Dobbiamo avere il coraggio delle scelte e fino a oggi non l’abbiamo mai avuto. Non è un problema di maggioranza e minoranza, ma di uomini e persone: coinvolgere le componenti e fare un piano per lo sport professionistico e dilettantistico. Fare norme specifiche per accedere a finanziamenti, a energia alternativa. Basterebbe mettere la pala eolica, ma chi te la fa mettere? Ci sono tremila modi, il problema è farli e non avere intralci di persone che vanno lì e mettono bocca per motivi che conosciamo tutti. Facciamo le norme, ci sono le condizioni per farlo: ci mettiamo intorno al tavolo, ho visto quelle uscite in Senato, è una cosa che non prende posizione in modo determinante.

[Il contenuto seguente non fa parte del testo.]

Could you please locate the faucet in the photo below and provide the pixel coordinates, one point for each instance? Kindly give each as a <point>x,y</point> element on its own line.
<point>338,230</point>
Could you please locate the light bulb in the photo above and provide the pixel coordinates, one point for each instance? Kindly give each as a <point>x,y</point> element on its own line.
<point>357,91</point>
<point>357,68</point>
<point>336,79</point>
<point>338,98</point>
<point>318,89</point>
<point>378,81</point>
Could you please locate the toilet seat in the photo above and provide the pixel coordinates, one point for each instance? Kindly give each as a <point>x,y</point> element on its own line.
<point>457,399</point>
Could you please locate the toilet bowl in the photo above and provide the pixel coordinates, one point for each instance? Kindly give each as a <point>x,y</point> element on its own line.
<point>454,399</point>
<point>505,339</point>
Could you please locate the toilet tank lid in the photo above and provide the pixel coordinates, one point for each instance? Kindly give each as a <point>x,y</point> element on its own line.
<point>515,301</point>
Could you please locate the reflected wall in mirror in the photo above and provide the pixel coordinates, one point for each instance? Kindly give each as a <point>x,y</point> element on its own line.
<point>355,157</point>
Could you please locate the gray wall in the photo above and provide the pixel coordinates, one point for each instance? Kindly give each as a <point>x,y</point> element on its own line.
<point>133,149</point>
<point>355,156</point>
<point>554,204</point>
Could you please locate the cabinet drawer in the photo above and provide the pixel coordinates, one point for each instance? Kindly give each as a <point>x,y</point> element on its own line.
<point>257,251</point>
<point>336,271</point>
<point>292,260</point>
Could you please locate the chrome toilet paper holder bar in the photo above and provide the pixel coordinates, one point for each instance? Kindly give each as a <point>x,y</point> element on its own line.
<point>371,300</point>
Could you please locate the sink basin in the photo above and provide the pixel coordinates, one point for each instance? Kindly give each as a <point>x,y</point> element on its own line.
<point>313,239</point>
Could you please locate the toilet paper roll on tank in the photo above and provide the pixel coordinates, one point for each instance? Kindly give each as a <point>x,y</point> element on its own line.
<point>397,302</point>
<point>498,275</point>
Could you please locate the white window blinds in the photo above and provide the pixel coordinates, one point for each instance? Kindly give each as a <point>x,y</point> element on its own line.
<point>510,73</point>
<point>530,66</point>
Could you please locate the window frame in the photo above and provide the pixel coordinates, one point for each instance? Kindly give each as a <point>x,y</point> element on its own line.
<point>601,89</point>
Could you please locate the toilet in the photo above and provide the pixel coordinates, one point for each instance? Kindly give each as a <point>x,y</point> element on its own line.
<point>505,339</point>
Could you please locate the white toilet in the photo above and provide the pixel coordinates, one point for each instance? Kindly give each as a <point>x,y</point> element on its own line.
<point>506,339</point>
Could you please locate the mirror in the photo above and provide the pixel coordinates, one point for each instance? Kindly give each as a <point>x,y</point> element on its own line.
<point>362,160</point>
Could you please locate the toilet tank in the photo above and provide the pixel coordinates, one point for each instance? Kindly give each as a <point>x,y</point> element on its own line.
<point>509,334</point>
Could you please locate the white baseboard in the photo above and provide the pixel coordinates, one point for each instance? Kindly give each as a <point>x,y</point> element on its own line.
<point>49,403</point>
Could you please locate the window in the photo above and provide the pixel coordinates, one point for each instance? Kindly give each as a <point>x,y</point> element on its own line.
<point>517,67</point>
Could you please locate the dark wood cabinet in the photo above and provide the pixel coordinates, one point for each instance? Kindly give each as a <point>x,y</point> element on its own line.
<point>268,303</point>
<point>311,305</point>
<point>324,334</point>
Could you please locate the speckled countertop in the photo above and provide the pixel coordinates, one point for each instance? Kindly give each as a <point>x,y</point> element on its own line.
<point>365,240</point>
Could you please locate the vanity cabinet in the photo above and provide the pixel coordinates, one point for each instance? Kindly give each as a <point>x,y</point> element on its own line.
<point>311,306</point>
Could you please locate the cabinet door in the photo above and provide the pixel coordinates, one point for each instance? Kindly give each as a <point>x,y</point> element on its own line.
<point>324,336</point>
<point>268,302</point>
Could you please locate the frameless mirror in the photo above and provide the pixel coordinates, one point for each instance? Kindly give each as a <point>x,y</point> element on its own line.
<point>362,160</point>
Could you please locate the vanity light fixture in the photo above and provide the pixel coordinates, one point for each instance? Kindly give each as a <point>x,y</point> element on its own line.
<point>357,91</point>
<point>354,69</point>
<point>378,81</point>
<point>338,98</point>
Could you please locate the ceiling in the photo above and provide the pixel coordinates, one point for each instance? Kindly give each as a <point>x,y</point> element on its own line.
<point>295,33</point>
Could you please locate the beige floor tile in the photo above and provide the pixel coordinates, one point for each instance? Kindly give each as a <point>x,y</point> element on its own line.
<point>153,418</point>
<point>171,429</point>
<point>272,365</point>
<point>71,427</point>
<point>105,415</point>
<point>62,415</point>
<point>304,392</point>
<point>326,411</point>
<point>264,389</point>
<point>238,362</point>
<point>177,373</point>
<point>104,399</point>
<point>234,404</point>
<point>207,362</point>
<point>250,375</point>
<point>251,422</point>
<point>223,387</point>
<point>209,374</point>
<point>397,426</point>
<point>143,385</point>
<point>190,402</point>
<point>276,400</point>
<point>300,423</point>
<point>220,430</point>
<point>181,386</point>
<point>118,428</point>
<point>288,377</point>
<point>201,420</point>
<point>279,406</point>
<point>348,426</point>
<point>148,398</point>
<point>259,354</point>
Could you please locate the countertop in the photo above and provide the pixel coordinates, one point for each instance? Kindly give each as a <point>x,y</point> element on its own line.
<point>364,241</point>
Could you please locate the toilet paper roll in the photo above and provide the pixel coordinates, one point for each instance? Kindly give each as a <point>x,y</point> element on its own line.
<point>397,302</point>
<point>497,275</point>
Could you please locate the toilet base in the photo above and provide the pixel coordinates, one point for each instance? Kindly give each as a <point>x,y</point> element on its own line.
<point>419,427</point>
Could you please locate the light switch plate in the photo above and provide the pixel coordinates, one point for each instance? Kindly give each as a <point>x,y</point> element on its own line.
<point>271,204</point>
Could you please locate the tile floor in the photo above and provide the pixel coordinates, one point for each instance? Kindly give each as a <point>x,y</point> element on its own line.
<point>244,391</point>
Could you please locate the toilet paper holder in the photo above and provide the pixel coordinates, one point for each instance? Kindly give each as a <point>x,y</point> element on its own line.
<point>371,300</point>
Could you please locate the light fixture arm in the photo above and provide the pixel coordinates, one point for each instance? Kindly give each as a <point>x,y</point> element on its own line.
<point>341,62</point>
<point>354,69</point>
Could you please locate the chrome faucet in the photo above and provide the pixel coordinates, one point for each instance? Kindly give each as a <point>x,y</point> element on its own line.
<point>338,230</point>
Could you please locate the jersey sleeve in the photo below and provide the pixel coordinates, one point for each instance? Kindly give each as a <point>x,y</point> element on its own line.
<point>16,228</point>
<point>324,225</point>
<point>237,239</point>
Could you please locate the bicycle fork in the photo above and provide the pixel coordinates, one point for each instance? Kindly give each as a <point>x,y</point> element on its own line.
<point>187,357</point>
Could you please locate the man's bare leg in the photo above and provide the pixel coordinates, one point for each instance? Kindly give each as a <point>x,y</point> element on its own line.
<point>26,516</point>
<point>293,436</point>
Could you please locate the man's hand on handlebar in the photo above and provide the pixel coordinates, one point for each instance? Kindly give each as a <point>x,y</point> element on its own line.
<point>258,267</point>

Se dobbiamo risolvere i problemi bisogna usare il bisturi se serve. Io sono dovuto uscire dalla federazione perché andavo a perdere tempo: proponevo qualcosa e dopo tre secondi c’era qualcosa. Rimbocchiamoci le maniche, facciamo un testo con un approccio sulle necessità urgenti e poi a medio e lungo termine. Gli stadi stanno lì da anni, nessuno li ha fatti. Io sono l’unico che non ha fatto il plastico perché i soldi non li butto. Questo convegno deve essere utile per tradurlo in fatti concreti. Portiamo un canovaccio sulla dicotomia tra sport di base e professionistico, diamo le soluzioni”.